Murnaghan 16.06.13 Interview with Lord Dannatt

Sunday 16 June 2013

Murnaghan 16.06.13 Interview with Lord Dannatt

ANY QUOTES USED MUST BE ATTRIBUTED TO MURNAGHAN, SKY NEWS

DERMOT MURNAGHAN: Now I want to talk more about potential cuts to the Army’s defence capabilities after Sir Peter Wall’s warning last week that they were getting pretty close to the bone in effect. Let’s talk to the former head of the Army, Lord Dannatt, a very good morning to you Lord Dannatt. Presumably you go along with what Sir Peter has been saying, that really our ability to operate in future operations is getting jeopardised I suppose?

LORD DANNATT: Well, I think you have got to put what Sir Peter said in the round. He has been in charge of the Army for the last few years now and while it has been asked to go through a very difficult process of reorganisation and he and his senior staff have come up with a very good plan to manage the size of the regular army down from some 102,000 down to 82,000 and that plan is just in the early stages of being put into place. I think what he is genuinely concerned about, and I would share that concern, is if further cuts were going to be imposed before we’d even made this first plan work because that would then be beginning to call into question our capability to do the things that this government or a future government might want us to do.

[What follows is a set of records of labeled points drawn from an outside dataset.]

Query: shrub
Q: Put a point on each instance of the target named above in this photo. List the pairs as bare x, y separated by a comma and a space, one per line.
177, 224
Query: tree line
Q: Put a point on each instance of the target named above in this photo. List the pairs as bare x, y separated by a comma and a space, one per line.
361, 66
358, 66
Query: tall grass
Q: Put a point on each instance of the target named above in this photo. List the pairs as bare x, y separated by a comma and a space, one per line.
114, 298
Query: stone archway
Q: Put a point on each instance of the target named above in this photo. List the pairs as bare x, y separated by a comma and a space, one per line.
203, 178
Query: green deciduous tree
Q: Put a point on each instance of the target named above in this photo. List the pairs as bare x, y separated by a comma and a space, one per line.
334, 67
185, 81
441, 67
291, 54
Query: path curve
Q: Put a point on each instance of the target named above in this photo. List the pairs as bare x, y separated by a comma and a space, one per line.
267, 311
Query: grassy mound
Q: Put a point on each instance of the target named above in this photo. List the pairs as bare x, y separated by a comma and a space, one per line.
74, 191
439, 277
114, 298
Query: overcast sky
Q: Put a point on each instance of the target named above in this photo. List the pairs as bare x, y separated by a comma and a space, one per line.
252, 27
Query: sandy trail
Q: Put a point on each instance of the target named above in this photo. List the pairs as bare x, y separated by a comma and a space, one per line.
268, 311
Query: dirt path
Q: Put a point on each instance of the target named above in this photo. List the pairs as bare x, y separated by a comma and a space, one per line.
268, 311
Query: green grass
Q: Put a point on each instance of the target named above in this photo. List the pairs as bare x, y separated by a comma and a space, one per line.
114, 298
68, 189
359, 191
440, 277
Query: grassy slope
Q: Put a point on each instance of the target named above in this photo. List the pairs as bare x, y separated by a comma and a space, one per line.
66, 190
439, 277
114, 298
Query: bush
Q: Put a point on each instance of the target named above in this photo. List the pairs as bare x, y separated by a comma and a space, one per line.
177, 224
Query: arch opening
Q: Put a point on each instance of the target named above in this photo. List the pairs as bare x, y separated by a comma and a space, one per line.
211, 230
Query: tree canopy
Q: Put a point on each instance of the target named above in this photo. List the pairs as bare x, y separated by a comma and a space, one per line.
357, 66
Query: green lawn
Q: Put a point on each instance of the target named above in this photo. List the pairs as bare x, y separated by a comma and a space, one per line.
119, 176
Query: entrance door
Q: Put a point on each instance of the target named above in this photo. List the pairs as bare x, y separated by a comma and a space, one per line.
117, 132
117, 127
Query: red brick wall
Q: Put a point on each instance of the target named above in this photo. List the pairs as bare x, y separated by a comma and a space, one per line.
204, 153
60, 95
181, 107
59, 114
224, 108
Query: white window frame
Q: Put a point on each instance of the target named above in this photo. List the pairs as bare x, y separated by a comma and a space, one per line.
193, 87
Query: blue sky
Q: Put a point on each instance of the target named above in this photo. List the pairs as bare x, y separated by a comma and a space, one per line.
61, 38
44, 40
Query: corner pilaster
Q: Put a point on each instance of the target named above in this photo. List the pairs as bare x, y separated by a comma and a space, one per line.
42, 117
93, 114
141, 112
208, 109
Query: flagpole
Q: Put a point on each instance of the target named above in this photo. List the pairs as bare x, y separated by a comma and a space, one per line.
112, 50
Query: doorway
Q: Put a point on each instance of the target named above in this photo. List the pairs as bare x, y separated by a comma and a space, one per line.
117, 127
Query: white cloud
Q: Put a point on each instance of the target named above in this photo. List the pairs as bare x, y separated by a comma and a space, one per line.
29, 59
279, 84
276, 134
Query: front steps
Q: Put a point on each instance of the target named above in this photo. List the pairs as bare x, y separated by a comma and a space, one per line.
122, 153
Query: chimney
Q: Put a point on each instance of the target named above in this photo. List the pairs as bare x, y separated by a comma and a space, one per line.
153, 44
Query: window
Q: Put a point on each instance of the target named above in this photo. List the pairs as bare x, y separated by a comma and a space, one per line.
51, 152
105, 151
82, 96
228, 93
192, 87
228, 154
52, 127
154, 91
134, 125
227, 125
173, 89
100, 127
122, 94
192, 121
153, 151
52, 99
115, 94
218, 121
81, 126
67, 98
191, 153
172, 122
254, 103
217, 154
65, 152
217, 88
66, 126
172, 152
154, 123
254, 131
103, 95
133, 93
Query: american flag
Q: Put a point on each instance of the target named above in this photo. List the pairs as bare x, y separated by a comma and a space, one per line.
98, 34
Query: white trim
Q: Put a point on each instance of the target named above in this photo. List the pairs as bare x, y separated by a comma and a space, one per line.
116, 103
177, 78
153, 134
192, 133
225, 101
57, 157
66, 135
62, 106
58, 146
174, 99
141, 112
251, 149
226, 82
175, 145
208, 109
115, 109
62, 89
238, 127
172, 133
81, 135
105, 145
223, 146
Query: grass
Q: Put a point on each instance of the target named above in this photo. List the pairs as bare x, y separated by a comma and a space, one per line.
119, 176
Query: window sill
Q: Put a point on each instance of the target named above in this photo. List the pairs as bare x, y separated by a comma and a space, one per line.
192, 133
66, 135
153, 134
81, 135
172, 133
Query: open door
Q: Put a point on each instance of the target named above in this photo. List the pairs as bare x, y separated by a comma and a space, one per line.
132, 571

DM: Well now you’ve mentioned it, let me put to you Syria. We don’t know the scale of any involvements or what it might entail but it is getting closer. Is that the kind of warning the government should heed?

LORD DANNATT: Well if you are talking about Syria specifically, and I heard the last half of your discussion with Lord Reid just now, I am very much from a personal point of view in the camp of those who would not wish to be involved or intervene in any shape or form as far as Syria is concerned. It is a very complex situation and I think there is a real danger of an arm going in a mangle in the way that John Reid was describing, that a small intervention of perhaps just light weapons going to some form of the Syrian opposition – and goodness knows it’s so complex, it’s really hard to know which bit of the opposition to be arming – that that becomes the thin end of the wedge, the arm goes in the mangle and we get ourselves into a much larger intervention. If we have learnt anything in the last few years it is that we don’t get involved in another intervention without having a very clear idea of what we’re going to do, who we’re going to help, what the plan is and what the exist strategy is. Surely we’ve all not forgotten those lessons of Iraq and Afghanistan so quickly.

DM: But that’s the political side of it isn’t it, would the army if ordered to, they carry out orders, have the capabilities in your view for instance to get involved in a training role or something like that, if weapons were given to the rebels?

LORD DANNATT: The army of course would do whatever the elected government of the day said it wanted it to do. There is obviously some discussions about whether any potential operation should be debated in Parliament and I believe that it should be, with something that is actually as controversial as this is but at the end of the day the Army will of course do whatever it is required to do. There is of course the question of its capabilities but given that the Army is going to be reducing and removing, ending its combat operations in Afghanistan by the end of the next year, there is theoretically some capability to do something else but we have got to think very long and hard about whether an operation of any shape or form in Syria makes any sense at all. Personally I don’t believe it does, the route should be a diplomatic route and not an interventionist route.

DM: Okay, Lord Dannatt, thank you very much indeed for your time. Lord Dannatt there, former Head of the Army there.